Sudah seminggu sejak kunjungan apostolik Paus ke Jakarta usai, orang-orang di sekitar saya masih belum juga ‘move on’ dari membicarakan setiap kronik dan pernik sekitar perjumpaan Paus dengan umat dan masyarakat Indonesia. Ya, begitu kuat impresi yang ditinggalkan sampai frekuensinya terasa hingga di rumah, di kantor, di jalan, orang masih sedikit-sedikit membahasnya di sela-sela kesibukan. Sesepele menjadi bahan ngobrol, seperti: ‘Itu lagu yang biasa dipakai untuk ilustrasi video Paus, apa ya?
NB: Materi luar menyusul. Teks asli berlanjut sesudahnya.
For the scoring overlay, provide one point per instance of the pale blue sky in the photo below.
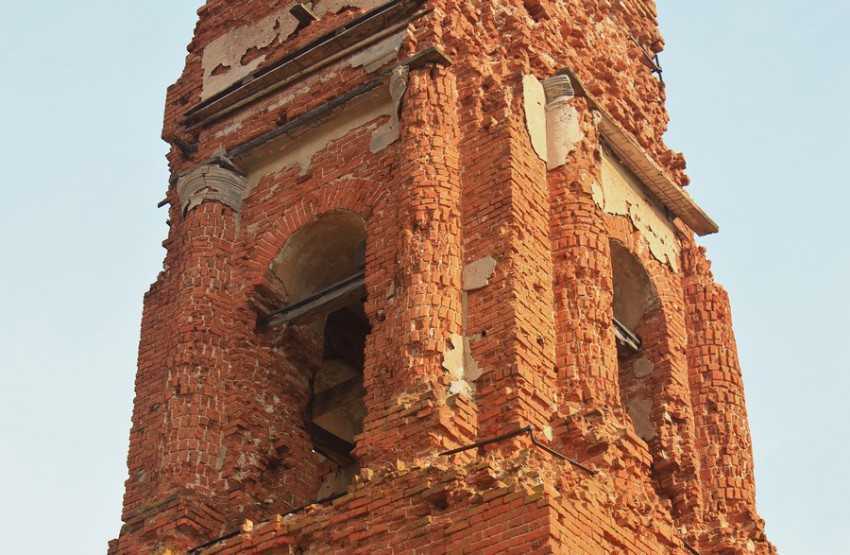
(758, 96)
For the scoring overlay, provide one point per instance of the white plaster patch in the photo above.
(534, 102)
(477, 274)
(299, 150)
(380, 54)
(639, 410)
(642, 367)
(226, 52)
(623, 195)
(461, 366)
(563, 132)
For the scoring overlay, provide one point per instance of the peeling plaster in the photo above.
(642, 367)
(228, 50)
(380, 54)
(563, 133)
(461, 366)
(477, 274)
(534, 102)
(623, 195)
(299, 151)
(639, 410)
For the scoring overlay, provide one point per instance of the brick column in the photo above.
(407, 383)
(190, 454)
(506, 204)
(583, 284)
(722, 432)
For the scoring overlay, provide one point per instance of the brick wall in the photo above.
(490, 272)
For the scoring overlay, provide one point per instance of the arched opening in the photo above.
(638, 325)
(321, 269)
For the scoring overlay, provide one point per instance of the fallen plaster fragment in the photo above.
(563, 131)
(458, 362)
(380, 54)
(623, 195)
(642, 367)
(288, 152)
(639, 410)
(229, 50)
(477, 274)
(534, 102)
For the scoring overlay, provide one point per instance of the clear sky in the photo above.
(758, 94)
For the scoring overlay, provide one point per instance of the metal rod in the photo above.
(318, 295)
(524, 430)
(484, 442)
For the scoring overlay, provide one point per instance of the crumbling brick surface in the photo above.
(431, 127)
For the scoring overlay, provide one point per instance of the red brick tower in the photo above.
(431, 286)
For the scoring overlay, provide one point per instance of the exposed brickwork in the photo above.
(441, 161)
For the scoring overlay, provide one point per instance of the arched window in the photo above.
(321, 268)
(637, 325)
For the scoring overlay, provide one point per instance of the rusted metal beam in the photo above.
(337, 396)
(334, 297)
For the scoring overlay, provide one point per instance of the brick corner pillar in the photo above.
(583, 280)
(410, 416)
(722, 432)
(170, 502)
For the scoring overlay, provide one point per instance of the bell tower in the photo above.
(431, 285)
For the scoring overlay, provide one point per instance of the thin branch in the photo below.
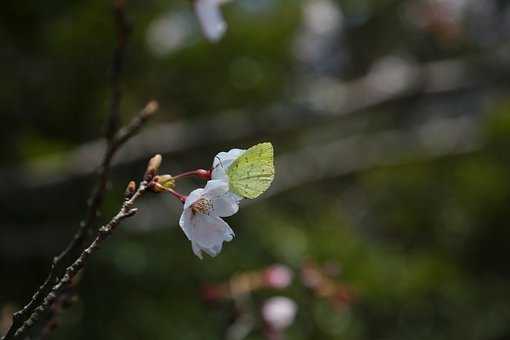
(122, 136)
(103, 234)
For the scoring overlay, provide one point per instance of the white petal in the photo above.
(197, 250)
(194, 196)
(185, 222)
(213, 251)
(225, 205)
(211, 19)
(215, 188)
(210, 231)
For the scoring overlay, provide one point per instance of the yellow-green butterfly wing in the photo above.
(253, 172)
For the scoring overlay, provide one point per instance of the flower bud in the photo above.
(164, 182)
(130, 190)
(279, 312)
(153, 167)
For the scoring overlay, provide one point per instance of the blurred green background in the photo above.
(391, 126)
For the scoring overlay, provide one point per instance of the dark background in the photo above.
(391, 127)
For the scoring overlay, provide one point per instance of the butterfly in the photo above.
(252, 173)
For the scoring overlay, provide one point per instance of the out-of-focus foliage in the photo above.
(421, 245)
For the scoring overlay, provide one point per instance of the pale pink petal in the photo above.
(210, 231)
(225, 205)
(194, 196)
(185, 222)
(215, 188)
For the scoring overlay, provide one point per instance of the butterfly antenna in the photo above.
(219, 160)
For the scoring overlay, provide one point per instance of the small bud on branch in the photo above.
(130, 190)
(152, 167)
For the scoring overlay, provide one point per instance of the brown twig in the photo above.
(121, 137)
(103, 234)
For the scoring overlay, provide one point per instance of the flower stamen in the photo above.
(203, 206)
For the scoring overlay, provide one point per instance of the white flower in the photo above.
(201, 220)
(279, 312)
(211, 19)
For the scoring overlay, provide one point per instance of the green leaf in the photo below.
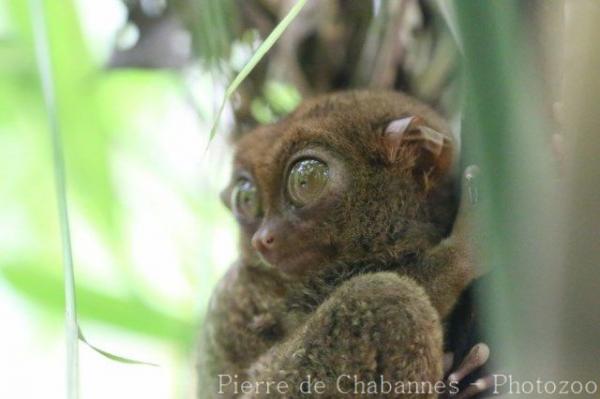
(44, 288)
(255, 59)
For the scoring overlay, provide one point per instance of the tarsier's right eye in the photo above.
(244, 200)
(306, 181)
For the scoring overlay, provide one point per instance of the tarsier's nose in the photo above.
(263, 240)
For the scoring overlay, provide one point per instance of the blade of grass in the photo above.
(255, 59)
(45, 71)
(73, 331)
(506, 134)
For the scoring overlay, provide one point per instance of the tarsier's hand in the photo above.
(475, 359)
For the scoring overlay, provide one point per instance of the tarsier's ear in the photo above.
(433, 149)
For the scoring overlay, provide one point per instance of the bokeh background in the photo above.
(150, 236)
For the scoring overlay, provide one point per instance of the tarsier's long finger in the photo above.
(470, 196)
(477, 357)
(448, 360)
(475, 388)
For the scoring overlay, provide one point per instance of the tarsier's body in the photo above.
(349, 258)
Nadanya bagus sekali.” Seorang teman bergumam.
Di rumah, istri dan saya terpicu untuk menonton kembali film ‘The Two Popes’ untuk yang ke sekian kali, sekedar untuk semakin memahami sosok Bergoglio, Paus Fransiskus muda, beserta seluruh perjalanan menuju kekayaan pengalaman dan visi rohaninya. Dahsyat sekali dampaknya. Istri semakin sering berdoa dan merenungkan perikop kitab suci sebelum tidur. Lebih reflektif dan meditatif dalam pergaulannya dengan sesama ibu-ibu rumpi.
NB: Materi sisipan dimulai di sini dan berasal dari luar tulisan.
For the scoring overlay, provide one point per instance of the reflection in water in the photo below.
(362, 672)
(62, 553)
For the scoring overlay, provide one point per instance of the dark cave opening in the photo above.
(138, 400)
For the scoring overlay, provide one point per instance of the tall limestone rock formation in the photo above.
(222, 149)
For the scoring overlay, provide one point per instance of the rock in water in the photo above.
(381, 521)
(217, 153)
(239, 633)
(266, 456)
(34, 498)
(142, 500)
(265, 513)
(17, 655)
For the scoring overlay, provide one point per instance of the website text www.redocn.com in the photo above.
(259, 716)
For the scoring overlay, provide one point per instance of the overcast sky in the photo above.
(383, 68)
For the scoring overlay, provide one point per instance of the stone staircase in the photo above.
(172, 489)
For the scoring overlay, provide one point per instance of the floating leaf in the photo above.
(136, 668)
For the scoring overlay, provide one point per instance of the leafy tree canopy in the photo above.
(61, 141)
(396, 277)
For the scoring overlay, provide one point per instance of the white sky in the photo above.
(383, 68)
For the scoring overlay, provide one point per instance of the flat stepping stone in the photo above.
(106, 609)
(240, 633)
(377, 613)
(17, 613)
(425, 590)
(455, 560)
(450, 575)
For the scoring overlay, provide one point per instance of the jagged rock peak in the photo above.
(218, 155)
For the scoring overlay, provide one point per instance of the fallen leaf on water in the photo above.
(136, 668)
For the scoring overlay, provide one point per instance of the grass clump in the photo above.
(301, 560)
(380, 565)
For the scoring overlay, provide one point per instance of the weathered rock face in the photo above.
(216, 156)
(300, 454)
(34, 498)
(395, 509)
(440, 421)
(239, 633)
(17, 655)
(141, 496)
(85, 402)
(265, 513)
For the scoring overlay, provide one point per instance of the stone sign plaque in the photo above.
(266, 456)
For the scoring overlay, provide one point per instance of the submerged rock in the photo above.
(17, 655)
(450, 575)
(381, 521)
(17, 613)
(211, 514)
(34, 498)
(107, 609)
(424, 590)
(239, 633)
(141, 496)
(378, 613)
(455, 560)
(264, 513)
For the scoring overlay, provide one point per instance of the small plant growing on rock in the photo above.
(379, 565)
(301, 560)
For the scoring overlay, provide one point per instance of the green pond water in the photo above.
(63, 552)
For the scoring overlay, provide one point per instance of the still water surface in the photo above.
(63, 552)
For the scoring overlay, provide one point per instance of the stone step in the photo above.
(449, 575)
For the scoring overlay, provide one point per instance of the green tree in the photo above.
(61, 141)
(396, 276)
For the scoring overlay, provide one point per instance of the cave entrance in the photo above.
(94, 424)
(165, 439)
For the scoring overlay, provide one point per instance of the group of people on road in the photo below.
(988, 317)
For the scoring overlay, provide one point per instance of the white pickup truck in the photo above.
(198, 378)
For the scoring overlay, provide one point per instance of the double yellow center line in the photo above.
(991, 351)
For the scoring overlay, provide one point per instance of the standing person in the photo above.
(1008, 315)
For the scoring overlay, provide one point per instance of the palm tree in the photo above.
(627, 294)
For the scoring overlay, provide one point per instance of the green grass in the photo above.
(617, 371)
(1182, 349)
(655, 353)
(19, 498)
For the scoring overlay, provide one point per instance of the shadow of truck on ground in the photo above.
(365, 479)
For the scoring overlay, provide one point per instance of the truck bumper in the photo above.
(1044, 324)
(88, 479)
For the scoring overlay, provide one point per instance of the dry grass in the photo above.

Saya? Saya melanjutkan dengan menggali ke dalam kekayaan rohani pribadi yang sentral menginspirasi Paus sebagai Yesuit, Santo Ignasius dari Loyola, dengan menyusuri jejak virtual Sang Peziarah, Pilgrim’s Journey dengan 12 perhentian dari Arevalo di Spanyol menuju Roma di Italia.
Salah satu perhentian yang mengesan bagi saya adalah Lady of Arantzazu. Konon, penamaan Arantzazu berasal dari seruan gembala yang melihat penampakan Bunda Maria beserta kanak-kanak Yesus di tengah-tengah semak penuh duri. Arantza…zu, yang berarti ‘Di tengah semak berduri, itu Kamu?’ Bagi Ignasius, tempat ziarah Aranzazu sangat istimewa karena di sanalah ia mengalami pencerahan yang menjadi bekal peziarahannya dari ksatria di bawah panji raja, menjadi pecinta ulung di bawah Sang Raja Abadi.
Tuhan bisa hadir di tengah semak berduri, di lingkungan yang toksik dan tak bersahabat. Mengapa tidak? Di kantor pun memang jarang harap bicara mengenai Tuhan. Adanya pembicaraan mengenai frekuensi. Nah, bicara tentang frekuensi, kita merasakan sendiri frekuensi daya dan energi yang ditinggalkan dari kunjungan Paus yang bertalu-talu menggema di hati kita, menggaungkan pesan iman, persaudaraan, dan bela rasa, faith, fraternity, and compassion.
Apa yang akan terjadi jika setiap dari kita terus tinggal dalam frekuensi itu? Barangkali kita pun menjadi penghantar frekuensi Tuhan ke pribadi-pribadi di lingkungan sekitar kita, dan pribadi-pribadi itu pun diubah menjadi penghantar-penghantar lain frekuensi Tuhan.
Di zona frekuensi Tuhan ini, barangkali kita secara tipis-tipis bisa menghadirkan apa yang kita daraskan dalam Doa Bapa Kami yang diajarkan Tuhan Yesus kepada kita: Datanglah kerajaanMu di atas bumi, seperti di dalam surga.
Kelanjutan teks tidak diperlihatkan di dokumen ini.